Simon Paisley Day, who is better known as a stage and television actor, has put pen to paper to bring us, Raving, a comedy of manners set in a remote Welsh cottage where three dislikeable couples have come to spend a relaxing weekend away from the bustle of London and their respective children. Briony and Keith, insecure and disorganised teachers, arrive before everyone else and it is soon clear that she is one stressed-out mum. Having left her three-year-old son for the first time, Briony is only one instant away from a panic attack throughout the play. In walks last-minute guests Charles, the frightfully posh gun-toting ex-SAS toff and Serena, his equally Sloanie wife, both straight out of a Country Life magazine.

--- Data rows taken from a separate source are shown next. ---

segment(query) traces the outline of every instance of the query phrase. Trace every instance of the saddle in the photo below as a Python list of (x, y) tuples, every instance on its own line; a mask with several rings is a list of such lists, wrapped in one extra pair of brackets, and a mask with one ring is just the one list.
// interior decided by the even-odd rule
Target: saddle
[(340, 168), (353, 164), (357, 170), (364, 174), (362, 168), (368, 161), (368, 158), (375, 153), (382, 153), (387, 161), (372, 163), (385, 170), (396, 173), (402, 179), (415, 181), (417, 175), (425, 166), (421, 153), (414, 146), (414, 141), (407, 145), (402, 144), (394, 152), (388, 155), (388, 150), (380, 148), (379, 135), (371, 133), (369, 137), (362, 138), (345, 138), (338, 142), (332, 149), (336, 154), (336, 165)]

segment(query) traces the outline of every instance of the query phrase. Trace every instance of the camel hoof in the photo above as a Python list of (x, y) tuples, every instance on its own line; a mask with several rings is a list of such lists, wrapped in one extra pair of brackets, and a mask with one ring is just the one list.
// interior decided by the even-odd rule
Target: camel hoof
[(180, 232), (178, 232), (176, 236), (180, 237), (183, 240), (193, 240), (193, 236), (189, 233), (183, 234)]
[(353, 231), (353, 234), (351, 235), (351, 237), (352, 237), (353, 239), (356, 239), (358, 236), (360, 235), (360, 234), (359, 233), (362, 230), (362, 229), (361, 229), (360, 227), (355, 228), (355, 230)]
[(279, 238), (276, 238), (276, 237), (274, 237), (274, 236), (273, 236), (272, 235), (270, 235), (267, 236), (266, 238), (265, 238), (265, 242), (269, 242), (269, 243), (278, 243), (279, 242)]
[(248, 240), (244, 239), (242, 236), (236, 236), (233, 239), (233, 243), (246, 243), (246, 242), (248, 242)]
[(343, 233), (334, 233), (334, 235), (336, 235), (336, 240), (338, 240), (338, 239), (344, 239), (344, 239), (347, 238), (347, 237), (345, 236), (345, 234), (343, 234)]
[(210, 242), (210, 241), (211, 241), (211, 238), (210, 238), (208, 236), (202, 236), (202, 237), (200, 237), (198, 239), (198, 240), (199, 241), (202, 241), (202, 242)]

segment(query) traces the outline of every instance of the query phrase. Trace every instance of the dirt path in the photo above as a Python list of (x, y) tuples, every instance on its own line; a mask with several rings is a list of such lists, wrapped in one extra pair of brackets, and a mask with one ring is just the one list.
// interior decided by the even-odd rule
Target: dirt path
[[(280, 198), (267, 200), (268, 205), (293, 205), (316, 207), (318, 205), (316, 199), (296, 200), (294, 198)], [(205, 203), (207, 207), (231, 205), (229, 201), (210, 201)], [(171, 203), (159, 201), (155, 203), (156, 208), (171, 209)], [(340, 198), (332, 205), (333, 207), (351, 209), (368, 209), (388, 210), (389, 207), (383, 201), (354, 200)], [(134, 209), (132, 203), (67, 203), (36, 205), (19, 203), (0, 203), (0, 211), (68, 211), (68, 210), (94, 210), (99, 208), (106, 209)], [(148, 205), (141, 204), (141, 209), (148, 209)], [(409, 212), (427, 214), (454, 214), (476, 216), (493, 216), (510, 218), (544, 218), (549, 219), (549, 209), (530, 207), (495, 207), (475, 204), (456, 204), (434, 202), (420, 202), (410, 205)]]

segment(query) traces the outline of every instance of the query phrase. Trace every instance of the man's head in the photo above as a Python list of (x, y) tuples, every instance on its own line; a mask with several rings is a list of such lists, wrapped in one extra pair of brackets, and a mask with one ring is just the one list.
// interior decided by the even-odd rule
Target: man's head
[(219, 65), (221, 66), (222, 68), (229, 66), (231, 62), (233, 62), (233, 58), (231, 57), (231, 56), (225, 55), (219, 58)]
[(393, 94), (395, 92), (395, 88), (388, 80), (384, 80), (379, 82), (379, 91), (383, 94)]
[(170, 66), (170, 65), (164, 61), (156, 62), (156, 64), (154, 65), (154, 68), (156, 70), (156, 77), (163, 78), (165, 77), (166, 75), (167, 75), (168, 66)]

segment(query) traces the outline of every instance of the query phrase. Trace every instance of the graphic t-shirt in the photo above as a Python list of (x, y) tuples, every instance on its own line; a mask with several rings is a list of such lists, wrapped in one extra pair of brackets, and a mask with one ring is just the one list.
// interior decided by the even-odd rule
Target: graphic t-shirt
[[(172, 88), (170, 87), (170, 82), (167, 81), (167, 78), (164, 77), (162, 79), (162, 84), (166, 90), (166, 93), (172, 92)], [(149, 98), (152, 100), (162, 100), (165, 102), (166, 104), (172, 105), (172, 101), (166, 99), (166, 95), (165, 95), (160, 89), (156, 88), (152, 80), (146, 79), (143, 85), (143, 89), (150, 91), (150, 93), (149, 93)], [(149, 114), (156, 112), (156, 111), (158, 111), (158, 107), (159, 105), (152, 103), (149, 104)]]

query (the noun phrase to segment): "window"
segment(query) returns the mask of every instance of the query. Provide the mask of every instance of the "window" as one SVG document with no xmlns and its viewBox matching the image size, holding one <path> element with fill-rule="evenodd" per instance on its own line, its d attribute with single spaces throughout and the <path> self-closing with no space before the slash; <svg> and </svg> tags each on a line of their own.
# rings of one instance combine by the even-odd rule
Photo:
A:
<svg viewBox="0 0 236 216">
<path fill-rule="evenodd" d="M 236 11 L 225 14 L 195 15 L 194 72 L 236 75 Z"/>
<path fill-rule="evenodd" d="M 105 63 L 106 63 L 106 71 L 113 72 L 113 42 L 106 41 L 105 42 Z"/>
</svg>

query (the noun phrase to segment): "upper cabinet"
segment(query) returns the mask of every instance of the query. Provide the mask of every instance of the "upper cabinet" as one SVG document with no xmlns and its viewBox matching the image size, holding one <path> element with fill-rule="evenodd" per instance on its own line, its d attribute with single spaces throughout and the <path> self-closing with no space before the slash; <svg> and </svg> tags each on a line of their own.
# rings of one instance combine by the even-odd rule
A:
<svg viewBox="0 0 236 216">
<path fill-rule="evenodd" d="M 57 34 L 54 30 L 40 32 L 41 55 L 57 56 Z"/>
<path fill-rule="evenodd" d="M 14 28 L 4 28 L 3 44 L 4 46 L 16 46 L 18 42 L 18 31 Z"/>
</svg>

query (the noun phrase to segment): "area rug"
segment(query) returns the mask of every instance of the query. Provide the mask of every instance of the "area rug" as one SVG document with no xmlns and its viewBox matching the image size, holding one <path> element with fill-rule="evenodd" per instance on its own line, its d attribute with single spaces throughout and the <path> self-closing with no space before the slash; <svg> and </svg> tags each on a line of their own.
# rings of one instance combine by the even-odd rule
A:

Added to this mix are the obnoxiously perfect couple, Ross and Rosy, who have organized this weekend, both PR consultants.
We are entertained to Ross and Rosy’s tale of their blackmailing East European nanny who claimed to have had wild sex with Ross. We get to meet the landlord who turns out to be a fundamental Christian farmer. And before long, Serena’s 17-year-old drug-taking free-loving niece, Tabby, crashes their weekend and strategically throws a number of “social” grenades into the group.
Paisley Day wanted to take a look at parenting in the 21st century when older couples embark on starting a family and try to maintain the sense of control they felt they had prior to the little brats arriving. The play had the audience laughing most of the evening, myself included, as the situations became increasingly ridiculous. Some of the jokes are repeated, such as a door, which opens only a crack before it hits something inside the tiny bedroom, but even those are funny in the heat of the play. It is a testament to Mr. Paisley Day’s talent that he can write such funny lines. As much as I would like to give this play a superlative review due to its comic delivery, I am forced to tell you that it never does achieve lift-off as a result of the extremely stereotyped two-dimensional characters and the implausible and predictable plot.
To quote Chekov, “If you say in the first chapter that there is a rifle hanging on the wall, in the second or third chapter it absolutely must go off.” And I would add, that there is much obvious foreshadowing throughout the play so that we are not surprised when the three couples are held a gunpoint by the end or when the expressed breast milk of the first act makes an appearance in the last.
That said, Briony is very well played by Tamzin Outhwaite and Barnaby Kay is convincing as her solicitous other half Keith. Sarah Hadland’s Rosy is amusing as the smug perfect spouse and Robert Webb is very good as the obviously duplicitous cheat Ross. The stars of the evening, however, must be Issy Van Randwick as Serena and Nicolas Rowe as Charles, the no-nonsense doctor and her dim-witted ex-military husband. Theirs is an eccentric world of sex on the naughty step and libido affirming shooting parties. Bel Powley as Tabby conveys teenage angst perfectly while Ifan Huw Dafydd is amusing as the nutcase farmer.
Edward Hall keeps the production moving at a brisk pace. It is my understanding that the first night had a few glitches with timing but I’m happy to report that all seems to have been ironed out since. The programme mentions Farquhar, Wilde and Coward but I think that this play is more akin to a television sitcom. Nevertheless, at £32 for top tickets, it is much better value for money than the dearer Woodhouse currently running in the West End and much funnier at that.